2021 guidelines (1) recommend:

  • CPR before defibrillation
    • during CPR, start with basic airway techniques and progress stepwise according to the skills of the rescuer until effective ventilation is achieved.
  • Continue CPR while a defibrillator is retrieved, and pads applied.
  • Give a shock as early as possible when appropriate.
  • Deliver shocks with minimal interruption to chest compression and minimise the pre-shock and post-shock pause.
  • This is achieved by continuing chest compressions during defibrillator charging, delivering defibrillation with an interruption in chest compressions of less than 5 seconds and then immediately resuming chest compressions.
  • defibrillation strategy (1)
    • increased emphasis has been placed on minimally interrupted high-quality chest compressions with brief pauses only for specific interventions.
    • chest compressions are continued until defibrillator charges
    • reduced emphasis on pre-cordial thump
  • ultrasound (1)
    • the potential benefit of ultrasound imaging during ALS is recognised.
  • Only skilled operators should use intra-arrest point-of-care ultrasound (POCUS).
  • POCUS must not cause additional or prolonged interruptions in chest compressions.
  • airway management (1)
  • If an advanced airway is required, only rescuers with a high tracheal intubation success rate should use tracheal intubation.
  • The expert consensus is that a high success rate is over 95% within two attempts at intubation.
  • Aim for less than a 5 second interruption in chest compression for tracheal intubation.
  • use capnography for the confirmation and monitoring of tracheal tube placement, quality of CPR, and provide early indication of return of spontaneous circulation (ROSC).
  • drugs (1)
  • Give adrenaline 1 mg IV as soon as possible for adult patients in cardiac arrest with a non-shockable rhythm.
  • Give adrenaline 1 mg IV after the 3rd shock for adult patients in cardiac arrest with a shockable rhythm.
  • Repeat adrenaline 1 mg IV every 3-5 minutes whilst ALS continues.
  • Give amiodarone 300 mg IV for adult patients in cardiac arrest who are in VF/pVT after three shocks have been administered.
  • Give a further dose of amiodarone 150 mg IV for adult patients in cardiac arrest who are in VF/pVT after five shocks have been administered.
  • Lidocaine 100 mg IV may be used as an alternative if amiodarone is not available or a local decision has been made to use lidocaine instead of amiodarone. An additional bolus of lidocaine 50 mg can also be given after five defibrillation attempts.
  • Consider thrombolytic drug therapy when pulmonary embolus is the suspected or confirmed as the cause of cardiac arrest.
  • Consider CPR for 60-90 minutes after administration of thrombolytic drugs.

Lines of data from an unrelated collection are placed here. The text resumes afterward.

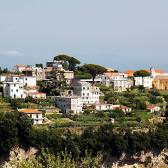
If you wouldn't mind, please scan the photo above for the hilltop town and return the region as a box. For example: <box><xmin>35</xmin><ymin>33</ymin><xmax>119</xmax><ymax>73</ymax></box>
<box><xmin>0</xmin><ymin>55</ymin><xmax>168</xmax><ymax>168</ymax></box>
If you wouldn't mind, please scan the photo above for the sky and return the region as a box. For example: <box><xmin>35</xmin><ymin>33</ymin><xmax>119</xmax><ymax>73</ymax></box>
<box><xmin>0</xmin><ymin>0</ymin><xmax>168</xmax><ymax>71</ymax></box>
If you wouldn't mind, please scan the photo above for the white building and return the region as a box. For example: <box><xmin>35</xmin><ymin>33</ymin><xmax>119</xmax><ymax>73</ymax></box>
<box><xmin>95</xmin><ymin>103</ymin><xmax>120</xmax><ymax>111</ymax></box>
<box><xmin>134</xmin><ymin>76</ymin><xmax>153</xmax><ymax>89</ymax></box>
<box><xmin>72</xmin><ymin>81</ymin><xmax>100</xmax><ymax>104</ymax></box>
<box><xmin>3</xmin><ymin>75</ymin><xmax>39</xmax><ymax>99</ymax></box>
<box><xmin>102</xmin><ymin>72</ymin><xmax>133</xmax><ymax>92</ymax></box>
<box><xmin>3</xmin><ymin>82</ymin><xmax>26</xmax><ymax>99</ymax></box>
<box><xmin>0</xmin><ymin>75</ymin><xmax>6</xmax><ymax>82</ymax></box>
<box><xmin>63</xmin><ymin>71</ymin><xmax>74</xmax><ymax>84</ymax></box>
<box><xmin>28</xmin><ymin>91</ymin><xmax>46</xmax><ymax>99</ymax></box>
<box><xmin>147</xmin><ymin>104</ymin><xmax>161</xmax><ymax>113</ymax></box>
<box><xmin>18</xmin><ymin>109</ymin><xmax>44</xmax><ymax>124</ymax></box>
<box><xmin>54</xmin><ymin>96</ymin><xmax>83</xmax><ymax>114</ymax></box>
<box><xmin>14</xmin><ymin>64</ymin><xmax>27</xmax><ymax>72</ymax></box>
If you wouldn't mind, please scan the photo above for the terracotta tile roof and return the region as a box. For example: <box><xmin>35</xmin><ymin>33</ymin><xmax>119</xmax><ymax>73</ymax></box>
<box><xmin>147</xmin><ymin>104</ymin><xmax>158</xmax><ymax>110</ymax></box>
<box><xmin>15</xmin><ymin>64</ymin><xmax>27</xmax><ymax>68</ymax></box>
<box><xmin>29</xmin><ymin>92</ymin><xmax>45</xmax><ymax>94</ymax></box>
<box><xmin>154</xmin><ymin>75</ymin><xmax>168</xmax><ymax>81</ymax></box>
<box><xmin>18</xmin><ymin>109</ymin><xmax>42</xmax><ymax>114</ymax></box>
<box><xmin>124</xmin><ymin>70</ymin><xmax>135</xmax><ymax>77</ymax></box>
<box><xmin>104</xmin><ymin>72</ymin><xmax>120</xmax><ymax>77</ymax></box>
<box><xmin>146</xmin><ymin>69</ymin><xmax>165</xmax><ymax>74</ymax></box>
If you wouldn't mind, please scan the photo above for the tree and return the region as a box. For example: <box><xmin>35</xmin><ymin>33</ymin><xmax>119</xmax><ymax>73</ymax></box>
<box><xmin>134</xmin><ymin>70</ymin><xmax>150</xmax><ymax>77</ymax></box>
<box><xmin>36</xmin><ymin>63</ymin><xmax>43</xmax><ymax>68</ymax></box>
<box><xmin>134</xmin><ymin>70</ymin><xmax>150</xmax><ymax>86</ymax></box>
<box><xmin>54</xmin><ymin>54</ymin><xmax>80</xmax><ymax>71</ymax></box>
<box><xmin>80</xmin><ymin>64</ymin><xmax>106</xmax><ymax>82</ymax></box>
<box><xmin>69</xmin><ymin>57</ymin><xmax>80</xmax><ymax>71</ymax></box>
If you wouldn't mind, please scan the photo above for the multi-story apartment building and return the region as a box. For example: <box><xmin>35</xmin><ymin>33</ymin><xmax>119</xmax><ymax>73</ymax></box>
<box><xmin>72</xmin><ymin>81</ymin><xmax>100</xmax><ymax>104</ymax></box>
<box><xmin>102</xmin><ymin>72</ymin><xmax>132</xmax><ymax>92</ymax></box>
<box><xmin>3</xmin><ymin>75</ymin><xmax>36</xmax><ymax>99</ymax></box>
<box><xmin>134</xmin><ymin>76</ymin><xmax>153</xmax><ymax>89</ymax></box>
<box><xmin>18</xmin><ymin>109</ymin><xmax>44</xmax><ymax>124</ymax></box>
<box><xmin>54</xmin><ymin>96</ymin><xmax>83</xmax><ymax>114</ymax></box>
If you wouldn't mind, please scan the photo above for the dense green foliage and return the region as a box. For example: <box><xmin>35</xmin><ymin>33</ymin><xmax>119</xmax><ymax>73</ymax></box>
<box><xmin>10</xmin><ymin>149</ymin><xmax>102</xmax><ymax>168</ymax></box>
<box><xmin>0</xmin><ymin>109</ymin><xmax>168</xmax><ymax>165</ymax></box>
<box><xmin>78</xmin><ymin>64</ymin><xmax>106</xmax><ymax>81</ymax></box>
<box><xmin>54</xmin><ymin>55</ymin><xmax>80</xmax><ymax>71</ymax></box>
<box><xmin>134</xmin><ymin>70</ymin><xmax>150</xmax><ymax>77</ymax></box>
<box><xmin>0</xmin><ymin>112</ymin><xmax>32</xmax><ymax>155</ymax></box>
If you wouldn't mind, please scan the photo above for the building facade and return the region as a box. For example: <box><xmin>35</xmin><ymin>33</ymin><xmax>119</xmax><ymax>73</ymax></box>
<box><xmin>72</xmin><ymin>80</ymin><xmax>100</xmax><ymax>104</ymax></box>
<box><xmin>54</xmin><ymin>96</ymin><xmax>83</xmax><ymax>114</ymax></box>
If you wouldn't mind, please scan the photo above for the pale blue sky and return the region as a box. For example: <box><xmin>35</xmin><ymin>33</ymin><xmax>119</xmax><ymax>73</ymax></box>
<box><xmin>0</xmin><ymin>0</ymin><xmax>168</xmax><ymax>71</ymax></box>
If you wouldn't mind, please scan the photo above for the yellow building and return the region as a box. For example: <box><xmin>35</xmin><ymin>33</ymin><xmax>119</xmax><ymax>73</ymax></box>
<box><xmin>153</xmin><ymin>75</ymin><xmax>168</xmax><ymax>90</ymax></box>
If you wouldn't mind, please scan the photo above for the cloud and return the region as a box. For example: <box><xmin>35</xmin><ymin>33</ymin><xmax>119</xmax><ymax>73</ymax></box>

Post-resuscitation care (2)

If return of spontaneous circulation (ROSC) is achieved, post-resuscitation care should be instigated immediately. This involves continued monitoring, organ support, correction of electrolyte imbalances and acidosis, and safe transfer to a critical care environment. A thorough search for potential aetiologies should be conducted, and risk factors for sudden cardiac arrest should be modified or treated.

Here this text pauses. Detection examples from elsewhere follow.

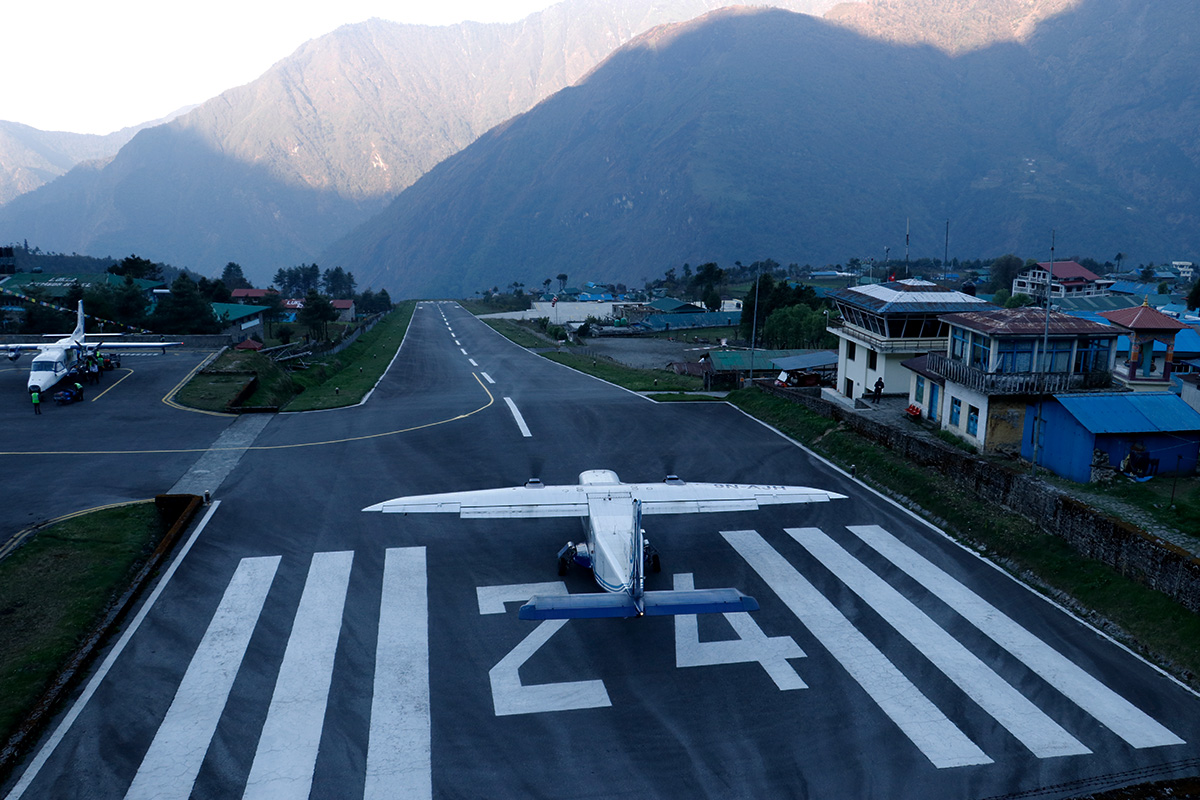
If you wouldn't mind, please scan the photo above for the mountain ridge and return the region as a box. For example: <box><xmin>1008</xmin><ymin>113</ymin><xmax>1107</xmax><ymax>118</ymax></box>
<box><xmin>0</xmin><ymin>0</ymin><xmax>832</xmax><ymax>282</ymax></box>
<box><xmin>322</xmin><ymin>0</ymin><xmax>1200</xmax><ymax>296</ymax></box>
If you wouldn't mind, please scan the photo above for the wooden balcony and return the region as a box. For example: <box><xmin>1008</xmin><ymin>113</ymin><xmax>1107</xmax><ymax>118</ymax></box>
<box><xmin>925</xmin><ymin>353</ymin><xmax>1112</xmax><ymax>396</ymax></box>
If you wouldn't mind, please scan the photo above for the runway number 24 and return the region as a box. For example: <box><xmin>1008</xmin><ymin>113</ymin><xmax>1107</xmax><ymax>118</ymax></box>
<box><xmin>475</xmin><ymin>573</ymin><xmax>806</xmax><ymax>716</ymax></box>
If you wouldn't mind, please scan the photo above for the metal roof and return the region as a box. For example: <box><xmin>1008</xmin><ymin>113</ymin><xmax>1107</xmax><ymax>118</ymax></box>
<box><xmin>708</xmin><ymin>350</ymin><xmax>811</xmax><ymax>372</ymax></box>
<box><xmin>1054</xmin><ymin>392</ymin><xmax>1200</xmax><ymax>433</ymax></box>
<box><xmin>940</xmin><ymin>307</ymin><xmax>1120</xmax><ymax>336</ymax></box>
<box><xmin>1100</xmin><ymin>305</ymin><xmax>1187</xmax><ymax>331</ymax></box>
<box><xmin>830</xmin><ymin>279</ymin><xmax>992</xmax><ymax>313</ymax></box>
<box><xmin>772</xmin><ymin>350</ymin><xmax>838</xmax><ymax>369</ymax></box>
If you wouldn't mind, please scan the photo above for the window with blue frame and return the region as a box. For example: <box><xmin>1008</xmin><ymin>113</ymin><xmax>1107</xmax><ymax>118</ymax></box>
<box><xmin>950</xmin><ymin>327</ymin><xmax>971</xmax><ymax>361</ymax></box>
<box><xmin>1075</xmin><ymin>339</ymin><xmax>1112</xmax><ymax>372</ymax></box>
<box><xmin>1045</xmin><ymin>339</ymin><xmax>1075</xmax><ymax>372</ymax></box>
<box><xmin>971</xmin><ymin>333</ymin><xmax>991</xmax><ymax>372</ymax></box>
<box><xmin>996</xmin><ymin>339</ymin><xmax>1033</xmax><ymax>373</ymax></box>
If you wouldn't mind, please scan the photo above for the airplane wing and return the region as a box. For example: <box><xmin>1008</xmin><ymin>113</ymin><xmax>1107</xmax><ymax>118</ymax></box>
<box><xmin>626</xmin><ymin>481</ymin><xmax>846</xmax><ymax>515</ymax></box>
<box><xmin>79</xmin><ymin>339</ymin><xmax>182</xmax><ymax>350</ymax></box>
<box><xmin>364</xmin><ymin>486</ymin><xmax>588</xmax><ymax>519</ymax></box>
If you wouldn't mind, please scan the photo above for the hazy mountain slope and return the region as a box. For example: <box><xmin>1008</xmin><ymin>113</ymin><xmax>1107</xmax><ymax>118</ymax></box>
<box><xmin>323</xmin><ymin>0</ymin><xmax>1200</xmax><ymax>296</ymax></box>
<box><xmin>0</xmin><ymin>0</ymin><xmax>830</xmax><ymax>282</ymax></box>
<box><xmin>824</xmin><ymin>0</ymin><xmax>1080</xmax><ymax>53</ymax></box>
<box><xmin>0</xmin><ymin>109</ymin><xmax>190</xmax><ymax>205</ymax></box>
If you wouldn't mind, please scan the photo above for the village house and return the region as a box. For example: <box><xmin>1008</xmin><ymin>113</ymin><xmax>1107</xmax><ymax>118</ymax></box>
<box><xmin>907</xmin><ymin>307</ymin><xmax>1117</xmax><ymax>451</ymax></box>
<box><xmin>828</xmin><ymin>279</ymin><xmax>995</xmax><ymax>407</ymax></box>
<box><xmin>1013</xmin><ymin>261</ymin><xmax>1114</xmax><ymax>301</ymax></box>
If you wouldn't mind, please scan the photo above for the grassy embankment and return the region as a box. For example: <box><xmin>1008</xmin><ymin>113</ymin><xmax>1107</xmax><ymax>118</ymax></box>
<box><xmin>484</xmin><ymin>319</ymin><xmax>704</xmax><ymax>392</ymax></box>
<box><xmin>0</xmin><ymin>501</ymin><xmax>163</xmax><ymax>742</ymax></box>
<box><xmin>480</xmin><ymin>319</ymin><xmax>1200</xmax><ymax>687</ymax></box>
<box><xmin>175</xmin><ymin>301</ymin><xmax>416</xmax><ymax>411</ymax></box>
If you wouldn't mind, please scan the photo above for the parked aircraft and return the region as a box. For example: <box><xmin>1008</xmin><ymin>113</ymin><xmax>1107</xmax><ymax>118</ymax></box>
<box><xmin>0</xmin><ymin>300</ymin><xmax>182</xmax><ymax>392</ymax></box>
<box><xmin>364</xmin><ymin>469</ymin><xmax>846</xmax><ymax>619</ymax></box>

A 12-lead ECG is recommended immediately after ROSC to determine whether signs of ST-elevation myocardial infarction (STEMI) are present.

 

References:

  1. Resuscitation Council (UK). Resuscitation Guidelines 2021.
  2. Panchal AR et al. Part 3: adult basic and advanced life support: 2020 American Heart Association guidelines for cardiopulmonary resuscitation and emergency cardiovascular care. Circulation. 2020 Oct 20;142(16_suppl_2):S366-468.